Evidence: The record for Staff # 1 (date of hire: 5-6-2021) did not contain a TB evaluation and report.

Plan of Correction: Not available online. Contact Inspector for more information.

Standard #: 22VAC40-61-260-B
Description: Based on a review of participant records, the center failed to ensure that each participant's record contained a physical examination that addressed all required items and an evaluation for tuberculosis (TB).

Evidence: The record for Participant # 2 (date of admission: 5-17-2021) contained a document from the Veterans Health Administration titled, "VHA Medical Documentation" which did not include the following required items regarding the participant: height, weight, blood pressure, a statement that specifies whether the individual is considered to be ambulatory (ambulatory means that participant is physically and mentally capable of self-preservation by evacuating in response to an emergency to a refuge area without the assistance of another person, or from the structure itself without the assistance of another person even if the participant may require the assistance of a wheelchair, walker, cane, prosthetic device or a single verbal command to evacuate) or nonambulatory, or a statement that specifies whether the individual is or is not capable of self-administering medication. The participant's record also did not contain documentation of a TB evaluation.

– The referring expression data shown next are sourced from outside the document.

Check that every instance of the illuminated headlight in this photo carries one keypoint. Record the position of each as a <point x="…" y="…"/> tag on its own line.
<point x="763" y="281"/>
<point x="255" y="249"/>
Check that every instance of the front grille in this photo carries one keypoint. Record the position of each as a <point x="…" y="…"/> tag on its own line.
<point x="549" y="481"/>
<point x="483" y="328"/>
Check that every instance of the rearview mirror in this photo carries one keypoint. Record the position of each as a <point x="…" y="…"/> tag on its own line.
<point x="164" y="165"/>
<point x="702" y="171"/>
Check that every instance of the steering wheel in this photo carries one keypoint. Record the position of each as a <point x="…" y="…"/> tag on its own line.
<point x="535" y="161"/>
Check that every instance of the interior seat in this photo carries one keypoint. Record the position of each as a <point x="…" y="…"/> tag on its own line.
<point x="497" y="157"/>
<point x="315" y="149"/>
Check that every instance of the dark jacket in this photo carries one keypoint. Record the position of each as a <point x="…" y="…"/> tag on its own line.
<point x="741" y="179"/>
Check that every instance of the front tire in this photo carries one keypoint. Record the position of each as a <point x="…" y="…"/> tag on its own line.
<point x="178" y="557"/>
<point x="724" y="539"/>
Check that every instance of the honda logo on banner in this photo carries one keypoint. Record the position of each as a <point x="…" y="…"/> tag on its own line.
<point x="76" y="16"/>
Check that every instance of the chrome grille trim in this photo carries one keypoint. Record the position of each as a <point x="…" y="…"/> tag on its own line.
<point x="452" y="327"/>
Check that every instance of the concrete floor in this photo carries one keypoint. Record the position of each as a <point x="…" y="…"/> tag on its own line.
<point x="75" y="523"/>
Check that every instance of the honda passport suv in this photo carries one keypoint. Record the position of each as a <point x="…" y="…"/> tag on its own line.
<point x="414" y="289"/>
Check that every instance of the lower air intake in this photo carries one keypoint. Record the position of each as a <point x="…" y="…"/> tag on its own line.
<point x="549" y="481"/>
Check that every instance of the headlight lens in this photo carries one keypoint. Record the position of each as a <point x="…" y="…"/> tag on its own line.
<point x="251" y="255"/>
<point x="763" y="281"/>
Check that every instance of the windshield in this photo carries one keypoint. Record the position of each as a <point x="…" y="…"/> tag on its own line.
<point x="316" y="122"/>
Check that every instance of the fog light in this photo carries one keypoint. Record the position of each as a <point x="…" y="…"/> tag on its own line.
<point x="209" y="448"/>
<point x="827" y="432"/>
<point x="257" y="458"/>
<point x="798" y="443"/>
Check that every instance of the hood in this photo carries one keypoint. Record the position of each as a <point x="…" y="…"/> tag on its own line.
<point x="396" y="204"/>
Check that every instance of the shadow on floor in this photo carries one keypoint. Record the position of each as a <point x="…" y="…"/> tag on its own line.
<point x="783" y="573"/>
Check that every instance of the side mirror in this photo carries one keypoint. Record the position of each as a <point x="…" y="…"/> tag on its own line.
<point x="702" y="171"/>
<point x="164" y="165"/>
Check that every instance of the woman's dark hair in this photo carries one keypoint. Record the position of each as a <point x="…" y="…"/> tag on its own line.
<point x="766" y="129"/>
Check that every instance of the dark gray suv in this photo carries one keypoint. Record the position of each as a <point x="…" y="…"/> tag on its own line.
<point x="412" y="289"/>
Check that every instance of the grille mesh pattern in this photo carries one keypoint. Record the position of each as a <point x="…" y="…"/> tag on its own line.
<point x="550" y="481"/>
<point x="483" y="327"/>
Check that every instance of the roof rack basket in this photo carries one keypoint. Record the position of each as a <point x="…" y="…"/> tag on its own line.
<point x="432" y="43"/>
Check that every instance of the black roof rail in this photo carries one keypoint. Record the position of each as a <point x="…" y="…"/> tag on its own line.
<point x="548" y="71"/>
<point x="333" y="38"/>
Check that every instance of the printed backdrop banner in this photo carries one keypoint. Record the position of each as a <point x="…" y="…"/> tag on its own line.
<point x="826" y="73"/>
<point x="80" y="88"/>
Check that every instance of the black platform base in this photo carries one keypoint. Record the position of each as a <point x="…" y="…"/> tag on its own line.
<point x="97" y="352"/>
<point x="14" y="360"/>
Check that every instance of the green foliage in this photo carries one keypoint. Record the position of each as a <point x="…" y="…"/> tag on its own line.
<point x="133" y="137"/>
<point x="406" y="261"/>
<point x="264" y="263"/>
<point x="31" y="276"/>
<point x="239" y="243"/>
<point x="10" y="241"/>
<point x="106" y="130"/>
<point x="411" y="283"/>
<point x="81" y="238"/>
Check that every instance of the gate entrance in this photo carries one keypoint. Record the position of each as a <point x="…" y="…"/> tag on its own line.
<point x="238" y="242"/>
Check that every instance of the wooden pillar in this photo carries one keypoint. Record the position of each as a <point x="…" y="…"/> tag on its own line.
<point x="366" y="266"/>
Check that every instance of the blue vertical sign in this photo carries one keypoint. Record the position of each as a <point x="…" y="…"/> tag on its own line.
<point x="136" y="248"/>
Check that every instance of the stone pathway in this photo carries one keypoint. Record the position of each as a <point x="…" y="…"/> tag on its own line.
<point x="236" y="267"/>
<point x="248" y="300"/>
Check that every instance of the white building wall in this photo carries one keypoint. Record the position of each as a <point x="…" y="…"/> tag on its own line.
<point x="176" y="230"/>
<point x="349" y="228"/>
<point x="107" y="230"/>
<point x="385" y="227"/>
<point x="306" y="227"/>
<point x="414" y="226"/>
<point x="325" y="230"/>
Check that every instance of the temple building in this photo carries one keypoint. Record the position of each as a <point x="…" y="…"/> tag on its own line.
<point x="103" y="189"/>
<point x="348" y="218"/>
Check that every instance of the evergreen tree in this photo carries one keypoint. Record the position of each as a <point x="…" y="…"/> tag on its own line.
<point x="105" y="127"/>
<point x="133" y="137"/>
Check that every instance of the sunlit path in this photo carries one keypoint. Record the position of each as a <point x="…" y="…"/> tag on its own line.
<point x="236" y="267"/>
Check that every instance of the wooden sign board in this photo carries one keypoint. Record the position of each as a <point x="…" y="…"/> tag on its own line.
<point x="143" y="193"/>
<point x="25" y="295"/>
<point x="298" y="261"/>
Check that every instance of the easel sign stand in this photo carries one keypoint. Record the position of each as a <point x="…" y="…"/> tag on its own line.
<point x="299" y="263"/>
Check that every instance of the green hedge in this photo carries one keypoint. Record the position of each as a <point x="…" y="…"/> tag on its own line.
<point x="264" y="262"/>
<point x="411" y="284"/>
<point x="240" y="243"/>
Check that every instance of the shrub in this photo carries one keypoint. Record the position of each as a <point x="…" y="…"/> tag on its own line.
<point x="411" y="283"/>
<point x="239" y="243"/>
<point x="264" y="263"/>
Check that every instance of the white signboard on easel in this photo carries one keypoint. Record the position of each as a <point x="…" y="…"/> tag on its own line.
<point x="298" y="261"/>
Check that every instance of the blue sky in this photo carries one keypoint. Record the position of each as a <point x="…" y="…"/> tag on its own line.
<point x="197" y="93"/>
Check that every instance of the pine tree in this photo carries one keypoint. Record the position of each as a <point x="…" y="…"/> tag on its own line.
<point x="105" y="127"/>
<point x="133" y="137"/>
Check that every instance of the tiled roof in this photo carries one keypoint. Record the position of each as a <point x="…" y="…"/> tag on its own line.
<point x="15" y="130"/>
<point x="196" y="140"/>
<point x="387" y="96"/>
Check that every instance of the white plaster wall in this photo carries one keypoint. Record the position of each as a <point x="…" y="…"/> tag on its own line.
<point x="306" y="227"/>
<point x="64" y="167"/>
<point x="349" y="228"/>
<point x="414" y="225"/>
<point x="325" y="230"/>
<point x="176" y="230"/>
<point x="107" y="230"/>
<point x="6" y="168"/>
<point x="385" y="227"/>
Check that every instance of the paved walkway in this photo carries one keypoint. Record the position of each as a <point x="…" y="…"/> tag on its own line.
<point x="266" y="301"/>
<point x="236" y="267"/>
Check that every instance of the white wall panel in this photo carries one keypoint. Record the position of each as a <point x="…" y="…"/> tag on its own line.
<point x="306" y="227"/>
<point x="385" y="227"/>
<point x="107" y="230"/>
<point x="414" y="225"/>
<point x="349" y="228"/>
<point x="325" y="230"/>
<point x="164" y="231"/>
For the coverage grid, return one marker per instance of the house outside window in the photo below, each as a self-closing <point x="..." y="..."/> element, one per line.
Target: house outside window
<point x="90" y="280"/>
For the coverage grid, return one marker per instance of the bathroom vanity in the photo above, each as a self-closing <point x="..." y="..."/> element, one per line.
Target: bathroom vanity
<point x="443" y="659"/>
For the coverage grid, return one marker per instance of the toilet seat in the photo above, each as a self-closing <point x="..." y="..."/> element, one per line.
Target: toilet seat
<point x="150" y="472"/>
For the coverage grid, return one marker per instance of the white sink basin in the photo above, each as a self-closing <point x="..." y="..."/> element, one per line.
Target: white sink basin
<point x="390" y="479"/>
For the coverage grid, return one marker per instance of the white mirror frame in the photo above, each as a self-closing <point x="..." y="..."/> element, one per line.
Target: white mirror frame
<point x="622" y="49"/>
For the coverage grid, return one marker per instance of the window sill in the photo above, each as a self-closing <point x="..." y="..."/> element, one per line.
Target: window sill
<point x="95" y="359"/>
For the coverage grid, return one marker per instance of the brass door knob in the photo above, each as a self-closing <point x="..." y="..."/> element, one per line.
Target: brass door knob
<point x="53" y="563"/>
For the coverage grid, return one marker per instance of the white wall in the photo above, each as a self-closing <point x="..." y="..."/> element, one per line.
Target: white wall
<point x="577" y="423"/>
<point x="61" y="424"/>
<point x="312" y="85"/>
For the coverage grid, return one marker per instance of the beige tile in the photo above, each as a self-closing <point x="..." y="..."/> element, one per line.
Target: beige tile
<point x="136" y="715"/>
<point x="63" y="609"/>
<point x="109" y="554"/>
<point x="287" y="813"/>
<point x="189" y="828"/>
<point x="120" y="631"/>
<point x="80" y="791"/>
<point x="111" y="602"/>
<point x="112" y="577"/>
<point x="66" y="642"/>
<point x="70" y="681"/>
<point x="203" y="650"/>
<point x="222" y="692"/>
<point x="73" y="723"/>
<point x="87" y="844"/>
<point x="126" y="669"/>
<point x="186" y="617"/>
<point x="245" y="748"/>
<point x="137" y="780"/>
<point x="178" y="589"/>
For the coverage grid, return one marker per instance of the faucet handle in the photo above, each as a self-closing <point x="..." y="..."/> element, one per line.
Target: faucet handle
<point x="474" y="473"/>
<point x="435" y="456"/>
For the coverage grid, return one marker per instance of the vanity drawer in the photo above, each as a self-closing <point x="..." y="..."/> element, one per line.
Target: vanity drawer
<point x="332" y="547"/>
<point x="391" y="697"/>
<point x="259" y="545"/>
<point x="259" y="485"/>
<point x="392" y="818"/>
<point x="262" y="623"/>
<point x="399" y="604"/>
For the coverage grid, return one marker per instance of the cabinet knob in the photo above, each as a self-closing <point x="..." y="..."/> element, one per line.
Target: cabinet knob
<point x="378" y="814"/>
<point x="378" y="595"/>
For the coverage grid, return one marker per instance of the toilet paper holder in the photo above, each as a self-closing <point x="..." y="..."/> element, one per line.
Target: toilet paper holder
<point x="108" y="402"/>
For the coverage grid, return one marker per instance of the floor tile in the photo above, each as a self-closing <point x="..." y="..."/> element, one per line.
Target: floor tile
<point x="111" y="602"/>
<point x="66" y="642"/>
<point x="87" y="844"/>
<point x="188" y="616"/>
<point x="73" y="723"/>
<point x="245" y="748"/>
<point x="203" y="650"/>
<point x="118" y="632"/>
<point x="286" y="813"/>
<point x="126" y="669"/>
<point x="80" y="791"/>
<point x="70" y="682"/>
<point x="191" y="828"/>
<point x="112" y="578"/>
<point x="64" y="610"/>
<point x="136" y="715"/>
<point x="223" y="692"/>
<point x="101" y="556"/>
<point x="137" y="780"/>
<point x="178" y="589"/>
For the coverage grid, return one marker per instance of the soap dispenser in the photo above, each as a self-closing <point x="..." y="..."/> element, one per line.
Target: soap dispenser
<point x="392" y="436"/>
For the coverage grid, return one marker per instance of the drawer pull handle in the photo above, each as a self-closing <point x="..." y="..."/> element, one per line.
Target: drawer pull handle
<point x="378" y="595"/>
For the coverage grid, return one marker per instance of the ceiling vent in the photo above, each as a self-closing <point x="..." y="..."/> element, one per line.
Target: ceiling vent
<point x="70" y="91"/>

Plan of Correction: Not available online. Contact Inspector for more information.

Standard #: 22VAC40-80-120-E-2
Description: Based on on-site observation of the center's postings, the facility failed to ensure that the most recent violation notice was posted.

Evidence: The center's most recent violation notice was not posted.

Plan of Correction: Not available online. Contact Inspector for more information.

Disclaimer:
This information is provided by the Virginia Department of Social Services, which neither endorses any facility nor guarantees that the information is complete. It should not be used as the sole source in evaluating and/or selecting a facility.